Twisted Indices of 3d ${\mathcal N} = 4$ Gauge Theories and Enumerative Geometry of Quasi-Maps
Mathew Bullimore, Andrea E. V. Ferrari, Heeyeon Kim
TL;DR
This work identifies the twisted index of 3d ${\mathcal N}=4$ theories on $S^1\times\Sigma$ with the virtual Euler characteristics of moduli spaces of twisted quasi-maps to the Higgs branch, providing a geometric interpretation of the Jeffrey-Kirwan residue contour integrals. Localization to generalized vortex equations and the subsequent fixed-point analysis yield a precise correspondence between contour data and enumerative invariants on moduli spaces, including a clean $t\to1$ limit that connects to Rozansky-Witten invariants. The authors also demonstrate mirror symmetry as a duality exchanging the H- and C-twists, thereby equating generating functions of quasi-map invariants for mirror Higgs branches and exchanging degree-counting with equivariant parameters. The results unify physical localization with sophisticated algebraic geometry and open doors to further extensions involving stacks, non-abelian gauge groups, and a deeper categorical understanding of the supersymmetric ground states.
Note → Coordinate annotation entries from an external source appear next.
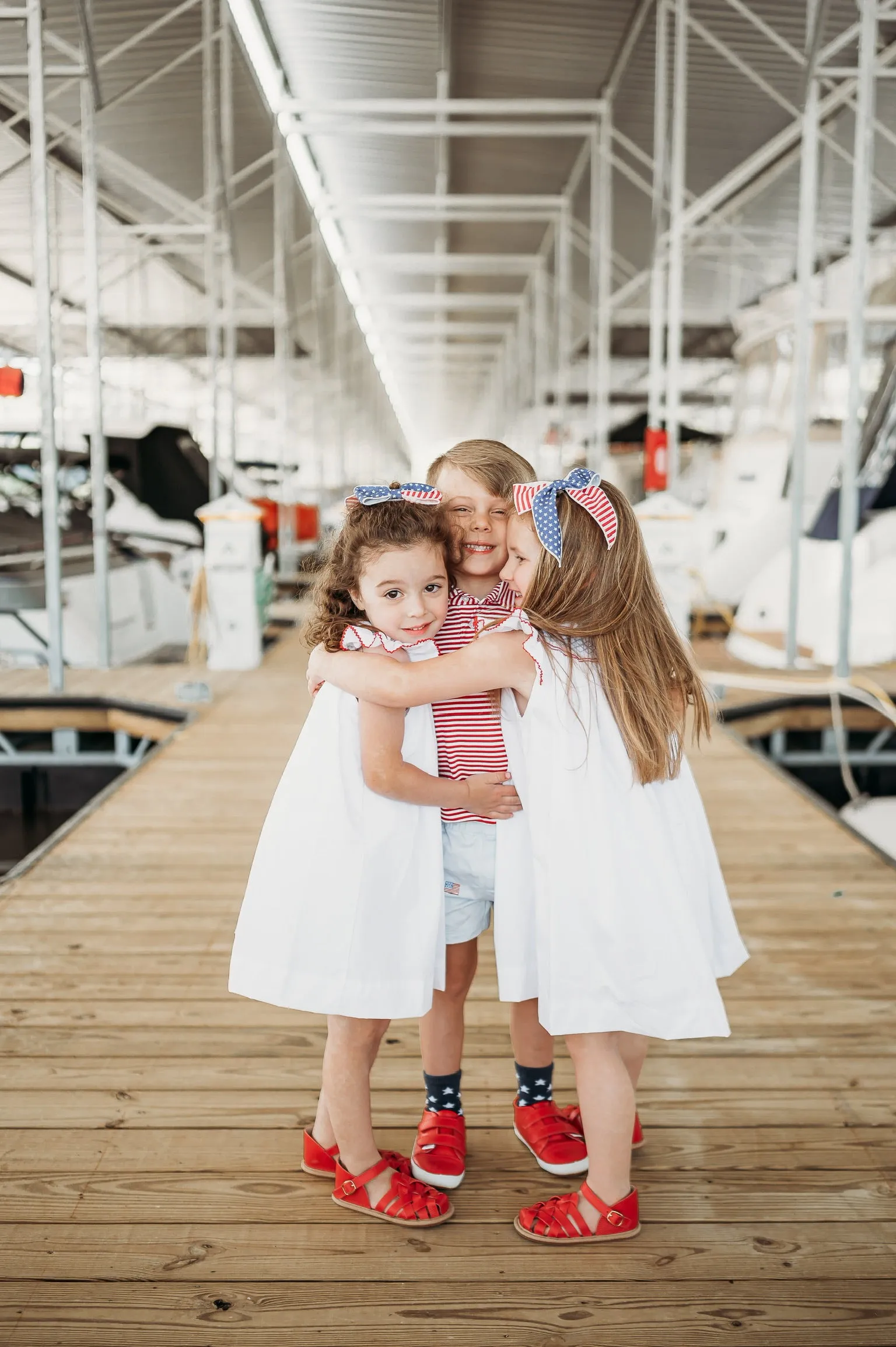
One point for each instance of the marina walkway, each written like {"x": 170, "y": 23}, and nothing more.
{"x": 150, "y": 1184}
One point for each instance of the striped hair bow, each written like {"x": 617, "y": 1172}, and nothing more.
{"x": 419, "y": 494}
{"x": 581, "y": 485}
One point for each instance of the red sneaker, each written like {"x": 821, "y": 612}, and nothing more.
{"x": 440, "y": 1151}
{"x": 575, "y": 1114}
{"x": 559, "y": 1222}
{"x": 321, "y": 1161}
{"x": 555, "y": 1141}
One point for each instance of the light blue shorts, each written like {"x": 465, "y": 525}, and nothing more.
{"x": 468, "y": 853}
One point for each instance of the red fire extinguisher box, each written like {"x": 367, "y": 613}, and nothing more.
{"x": 11, "y": 382}
{"x": 655, "y": 460}
{"x": 307, "y": 523}
{"x": 305, "y": 520}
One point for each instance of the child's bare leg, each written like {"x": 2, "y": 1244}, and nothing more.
{"x": 348, "y": 1058}
{"x": 533, "y": 1044}
{"x": 634, "y": 1052}
{"x": 607, "y": 1100}
{"x": 442, "y": 1027}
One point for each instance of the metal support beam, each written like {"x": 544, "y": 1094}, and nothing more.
{"x": 224, "y": 149}
{"x": 677, "y": 243}
{"x": 564, "y": 313}
{"x": 803, "y": 326}
{"x": 212, "y": 197}
{"x": 863, "y": 156}
{"x": 657, "y": 367}
{"x": 282, "y": 338}
{"x": 44, "y": 301}
{"x": 604, "y": 326}
{"x": 99, "y": 457}
{"x": 627, "y": 46}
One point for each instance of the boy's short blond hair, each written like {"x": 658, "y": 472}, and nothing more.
{"x": 487, "y": 461}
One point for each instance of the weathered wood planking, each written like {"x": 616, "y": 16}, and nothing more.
{"x": 150, "y": 1124}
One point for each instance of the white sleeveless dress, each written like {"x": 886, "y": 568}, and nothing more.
{"x": 631, "y": 923}
{"x": 344, "y": 907}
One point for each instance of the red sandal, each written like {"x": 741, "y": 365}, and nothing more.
{"x": 575, "y": 1116}
{"x": 440, "y": 1151}
{"x": 407, "y": 1202}
{"x": 559, "y": 1222}
{"x": 553, "y": 1136}
{"x": 321, "y": 1160}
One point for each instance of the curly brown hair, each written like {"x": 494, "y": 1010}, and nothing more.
{"x": 368, "y": 531}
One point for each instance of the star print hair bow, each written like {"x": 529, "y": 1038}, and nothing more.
{"x": 419, "y": 494}
{"x": 581, "y": 485}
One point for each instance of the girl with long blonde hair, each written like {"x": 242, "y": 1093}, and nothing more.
{"x": 629, "y": 927}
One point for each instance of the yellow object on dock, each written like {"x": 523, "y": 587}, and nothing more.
{"x": 150, "y": 1144}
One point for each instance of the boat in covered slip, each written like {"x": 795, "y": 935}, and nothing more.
{"x": 154, "y": 550}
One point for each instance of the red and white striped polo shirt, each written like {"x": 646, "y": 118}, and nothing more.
{"x": 468, "y": 730}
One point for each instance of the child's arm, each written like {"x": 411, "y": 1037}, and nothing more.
{"x": 487, "y": 794}
{"x": 492, "y": 662}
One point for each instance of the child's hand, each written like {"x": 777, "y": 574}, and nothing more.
{"x": 314, "y": 673}
{"x": 492, "y": 795}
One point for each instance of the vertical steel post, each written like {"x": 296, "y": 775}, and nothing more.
{"x": 677, "y": 244}
{"x": 99, "y": 456}
{"x": 281, "y": 333}
{"x": 803, "y": 328}
{"x": 44, "y": 302}
{"x": 564, "y": 317}
{"x": 594, "y": 297}
{"x": 225, "y": 174}
{"x": 657, "y": 367}
{"x": 863, "y": 154}
{"x": 604, "y": 290}
{"x": 541, "y": 333}
{"x": 212, "y": 204}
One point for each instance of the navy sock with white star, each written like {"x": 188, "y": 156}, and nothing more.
{"x": 534, "y": 1083}
{"x": 444, "y": 1093}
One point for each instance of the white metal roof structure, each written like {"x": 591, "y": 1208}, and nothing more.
{"x": 342, "y": 236}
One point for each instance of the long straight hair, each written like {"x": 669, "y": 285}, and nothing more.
{"x": 603, "y": 605}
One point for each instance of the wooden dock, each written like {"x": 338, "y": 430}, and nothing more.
{"x": 150, "y": 1184}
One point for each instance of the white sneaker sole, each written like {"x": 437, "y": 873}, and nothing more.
{"x": 575, "y": 1167}
{"x": 437, "y": 1180}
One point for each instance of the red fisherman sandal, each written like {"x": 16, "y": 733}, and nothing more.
{"x": 406, "y": 1203}
{"x": 553, "y": 1137}
{"x": 321, "y": 1160}
{"x": 559, "y": 1222}
{"x": 575, "y": 1114}
{"x": 440, "y": 1151}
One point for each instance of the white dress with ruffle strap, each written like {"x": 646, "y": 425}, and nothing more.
{"x": 344, "y": 907}
{"x": 631, "y": 923}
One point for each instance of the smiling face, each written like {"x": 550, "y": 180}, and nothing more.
{"x": 480, "y": 519}
{"x": 524, "y": 552}
{"x": 405, "y": 592}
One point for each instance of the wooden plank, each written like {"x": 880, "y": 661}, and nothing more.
{"x": 706, "y": 1149}
{"x": 352, "y": 1250}
{"x": 299, "y": 1069}
{"x": 153, "y": 1119}
{"x": 263, "y": 1109}
{"x": 491, "y": 1195}
{"x": 540, "y": 1314}
{"x": 487, "y": 1036}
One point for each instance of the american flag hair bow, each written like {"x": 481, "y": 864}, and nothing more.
{"x": 419, "y": 494}
{"x": 581, "y": 485}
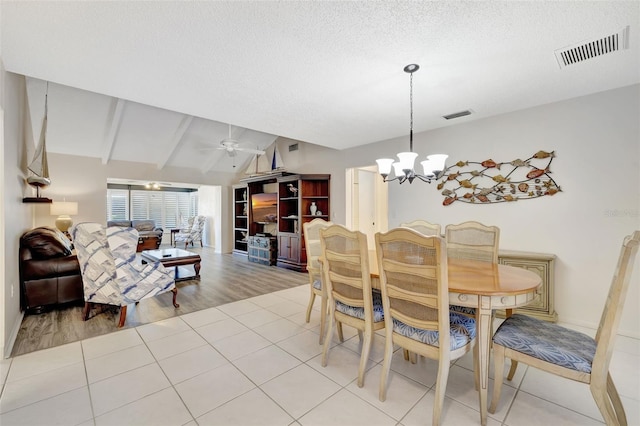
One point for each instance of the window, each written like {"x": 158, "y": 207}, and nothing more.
{"x": 168, "y": 208}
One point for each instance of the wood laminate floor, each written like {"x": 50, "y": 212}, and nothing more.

These insights have potential implications for computations of invariants in string theory compactifications and for a broader class of supersymmetric gauge theories.
Abstract
We explore the geometric interpretation of the twisted index of 3d ${\mathcal N} =4$ gauge theories on $S^1\times Σ$ where $Σ$ is a closed Riemann surface. We focus on a rich class of supersymmetric quiver gauge theories that have isolated vacua under generic mass and FI parameter deformations. We show that the path integral localises to a moduli space of generalised vortex equations on $Σ$, which can be understood algebraically as quasi-maps to the Higgs branch. We show that the twisted index reproduces the virtual Euler characteristic of the moduli spaces of twisted quasi-maps and demonstrate that this agrees with the contour integral representation introduced in previous work. Finally, we investigate 3d ${\mathcal N} = 4$ mirror symmetry in this context, which implies an equality of enumerative invariants associated to mirror pairs of Higgs branches under the exchange of equivariant and degree counting parameters.